Brexit: The Gift That Will Keep on Giving

We’ve already had plenty of coverage here about the elite left’s unhinged whingeing about the Brexit vote, and I predict the Brexit vote will become for Europolitans what the sainted Citizens United decision is for lefties here in the U.S—a source of perpetual rage and blame for everything that bothers them about human existence in the 21st century.

I had thought that the scare campaign would succeed, and indeed between the late polls and the rally in the financial markets in the days before the vote it certainly looked that way. But then in the back of my mind I wondered if this would play out like Proposition 13 in California back in 1978. The scare campaign about how Prop. 13 would ruin California was turned up way past 11. I recall one legendary story of a local government official who said that when he told audiences that Prop. 13 would “cripple local government,” he saw nothing but smiles in the audience. That’s when he switched sides. And I think I’ve told the story here before of asking my dad, then serving on the local school board in a district heavily dependent on residential property taxes, what he thought of Prop. 13 and how it would affect the school district. “It’s a meat-ax approach to the problem that will wreak havoc on our finances. I don’t know how we’re going to manage if it passes.” “So, dad, are you gong to vote for it?” Answer: “Damn right I am.”

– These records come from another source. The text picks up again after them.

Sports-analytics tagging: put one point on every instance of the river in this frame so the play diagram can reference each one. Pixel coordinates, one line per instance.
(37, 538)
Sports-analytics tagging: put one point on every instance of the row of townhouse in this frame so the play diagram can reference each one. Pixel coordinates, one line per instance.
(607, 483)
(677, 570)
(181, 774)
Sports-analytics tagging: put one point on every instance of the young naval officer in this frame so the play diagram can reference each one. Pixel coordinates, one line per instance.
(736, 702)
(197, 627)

In the case of Prop. 13, there was a multi-billion dollar state surplus (thank you, Gov. Reagan) that Gov. Methuselah, I mean, Jerry Brown, denied existed until the day after Prop. 13’s landslide election, at which point he said, “Oh—look: a $4.5 billion surplus! I guess we’ll be able to survive Prop. 13 after all.” There are still lefties that say Prop. 13 did ruin California, but this thesis sits uneasily with their current thesis that progressivism has saved the state and made it into a model. And despite Prop. 13, California is among the highest-taxed states in the country, revealing that what really bothers liberals is any time the people say “No!” to them. I recall Tom Wicker’s New York Times column about Prop. 13 at the time, called “How To Spit in Your Own Face.” (Yes, I know, anyone who drooled as much as Wicker shouldn’t use that imagery, but self-awareness is something many liberals seem to lack.)

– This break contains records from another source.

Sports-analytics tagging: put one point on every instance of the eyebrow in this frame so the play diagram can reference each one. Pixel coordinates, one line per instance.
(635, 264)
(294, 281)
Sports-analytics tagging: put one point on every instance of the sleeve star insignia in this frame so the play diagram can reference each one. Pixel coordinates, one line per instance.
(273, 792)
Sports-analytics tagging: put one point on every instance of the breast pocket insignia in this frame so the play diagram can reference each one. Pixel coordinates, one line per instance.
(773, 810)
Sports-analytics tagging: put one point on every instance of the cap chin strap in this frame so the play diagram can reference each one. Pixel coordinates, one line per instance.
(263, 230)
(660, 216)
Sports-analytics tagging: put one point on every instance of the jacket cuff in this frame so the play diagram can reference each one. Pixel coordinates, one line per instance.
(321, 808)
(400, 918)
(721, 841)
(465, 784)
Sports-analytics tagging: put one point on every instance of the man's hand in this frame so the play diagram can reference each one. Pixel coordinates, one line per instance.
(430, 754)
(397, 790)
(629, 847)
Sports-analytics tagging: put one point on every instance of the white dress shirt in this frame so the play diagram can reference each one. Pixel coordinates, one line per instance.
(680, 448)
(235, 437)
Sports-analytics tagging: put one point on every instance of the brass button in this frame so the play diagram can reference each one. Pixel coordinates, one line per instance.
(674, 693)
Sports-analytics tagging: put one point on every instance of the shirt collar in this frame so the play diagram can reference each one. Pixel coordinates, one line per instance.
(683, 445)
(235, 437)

Likewise I think Britain will survive just fine or likely prosper (just as California boomed immediately after Prop. 13), and the EU might even consider laying off some of the 1,750 linguists, 600 full-time interpreters and 3,000 freelancers it uses to facilitate its meetings in Brussels and Strasbourg (because what good is a European parliament if you can’t have multiple locations), or even eliminating some of the many mid-level Eurocrats who have salaries higher than Prime Minister Cameron.

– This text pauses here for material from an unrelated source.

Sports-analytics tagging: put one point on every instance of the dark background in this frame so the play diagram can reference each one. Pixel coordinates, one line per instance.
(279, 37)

The final delicious irony is the way the Europolitans are pointing to the sour market reaction in Friday as evidence that Brexit is a mistake. It recalls to mind Winston Churchill’s comment in 1925, shortly after be became Chancellor of the Exchequer, that “I would rather see finance less proud and industry more content.” That was an odd thing for a Conservative Party leader to say at the time. Interesting today that it now finds an entirely congenial home amongst conservatives. Odd, isn’t it, that liberals suddenly care more about Wall Street than they do about the workers in the union halls?